The day after the GOP primary in South Carolina put the nail in the already closed coffin of Jeb Bush’s presidential ambitions, the New Yorker’s Andy Borowitz, king of the satirists, wrote a piece titled “Iraqis Celebrate as Threat of Third Bush Presidency Ends.” George W. Bush’s invasion of Iraq in 2003 dismantled the country’s institutions, destroyed its physical infrastructure, and killed massive numbers of people while utterly failing to plan for the aftermath. The spectre of a third Bush administration must have truly seemed incredible to Iraqis.
But I would caution any Iraqis who might have been following Bush’s fortunes, and any American who might appreciate Borowitz’ satire and the home truths therein, to exercise caution and avoid premature celebration.
After all, the leading Republican candidate who now seems to be in a strong position to secure the nomination has expressed his admiration for a policy of shooting Muslims with bullets dipped in pigs blood. Trump’s competitor from Texas, Ted Cruz, has voiced a desire to carpet bomb cities occupied by ISIS in the Middle East, in clear violation of international laws and even of the tolerance of the U.S. government for state terror. And the third leading competitor, Marco Rubio, is the most fanatic neoconservative among the three who shamelessly prattles about “American exceptionalism, code for violent empire-building.

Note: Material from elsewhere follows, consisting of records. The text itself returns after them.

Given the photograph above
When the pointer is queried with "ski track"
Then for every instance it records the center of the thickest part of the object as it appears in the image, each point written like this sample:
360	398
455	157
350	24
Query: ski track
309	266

In his embrace of that toxic ideology, Rubio is joined by Hillary Clinton, who to my dismay is probably in a strong position to secure the nomination of an ostensibly progressive party. Clinton backed Bush’s war in Iraq, which resulted in the deaths of thousands of U.S. citizens, hundreds of thousands of Iraqis, the strengthening of Al Qaeda, and the creation of ISIS.

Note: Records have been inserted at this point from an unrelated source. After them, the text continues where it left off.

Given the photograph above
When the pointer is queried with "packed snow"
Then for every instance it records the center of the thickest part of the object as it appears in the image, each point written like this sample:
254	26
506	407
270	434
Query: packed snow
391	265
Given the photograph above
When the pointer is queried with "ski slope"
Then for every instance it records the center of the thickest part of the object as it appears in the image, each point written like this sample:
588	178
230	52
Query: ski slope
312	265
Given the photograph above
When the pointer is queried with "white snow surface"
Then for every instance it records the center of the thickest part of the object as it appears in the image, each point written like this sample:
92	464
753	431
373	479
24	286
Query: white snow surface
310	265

Lest Democrats take Clinton at her word that her vote for a murderous illegal war was but an aberration, she subsequently endorsed the surge in Afghanistan, sabre-rattled for regime change in Libya (which materialized) and in Syria (which did not). She took the side of autocrats during the Arab Spring, and backs two colonial regimes (Israel and Morocco). She has attacked whistleblowers and defended an inexcusably predatory and evasive security state. She has been belligerent over the ongoing civil war in Syria, and shows an utter disregard for the precept that should govern all international interventions: first, do no harm.

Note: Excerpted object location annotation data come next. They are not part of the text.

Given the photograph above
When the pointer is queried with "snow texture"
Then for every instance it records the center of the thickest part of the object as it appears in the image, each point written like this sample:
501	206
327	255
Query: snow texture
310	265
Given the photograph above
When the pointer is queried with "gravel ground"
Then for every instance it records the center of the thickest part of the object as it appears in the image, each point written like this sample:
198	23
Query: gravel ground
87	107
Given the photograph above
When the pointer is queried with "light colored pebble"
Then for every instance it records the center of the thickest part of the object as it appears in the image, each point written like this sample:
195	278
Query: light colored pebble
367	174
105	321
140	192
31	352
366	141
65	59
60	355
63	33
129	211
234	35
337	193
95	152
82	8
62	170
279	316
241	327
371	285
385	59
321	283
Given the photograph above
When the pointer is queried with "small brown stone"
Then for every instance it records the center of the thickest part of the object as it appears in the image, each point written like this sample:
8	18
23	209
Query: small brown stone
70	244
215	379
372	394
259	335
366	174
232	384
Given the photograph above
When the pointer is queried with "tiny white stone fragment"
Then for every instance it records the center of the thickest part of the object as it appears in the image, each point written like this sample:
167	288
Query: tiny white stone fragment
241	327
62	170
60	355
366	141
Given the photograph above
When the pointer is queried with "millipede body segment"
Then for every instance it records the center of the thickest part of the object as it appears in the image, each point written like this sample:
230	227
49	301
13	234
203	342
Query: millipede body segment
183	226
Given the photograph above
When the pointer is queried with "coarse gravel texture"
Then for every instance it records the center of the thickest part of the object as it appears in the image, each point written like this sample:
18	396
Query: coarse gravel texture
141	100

The remaining candidate, Bernie Sanders, is far from perfect and needs to do more in terms of articulating his worldview and approach to international policy. But broadly speaking he seems to possess good instincts. When the Israeli military pummelled schools and even UN observers in its punitive assault on Gaza, Hillary Clinton defended this act of colonial violence against all critics. Sanders has been less critical of Israeli militarism than many would like, but he at least had the decency to criticize this assault. He voted against going to war in Iraq and has expressed strong reservations about subsequent interventions.
His campaign should reach out to experts on the Middle East and foreign policy thinkers who offer views that run against the grain of U.S. policy. Because we desperately need a robust alternative to the fanatic savagery of much of the GOP, and the murderous neoconservatism Clinton shares with Rubio and others from the Republican Party’s ranks.
And I would ask supporters of Republican candidates and of Hillary Clinton whether they feel they can condone the violence their records and day-to-day utterances suggest they would perpetrate. I know that international policy often takes a backseat to matters of “bread and butter,” but I would remind fellow citizens that what to us is the marginalia of the campaign is literally a matter of life and death for those on the receiving end of U.S. foreign policy.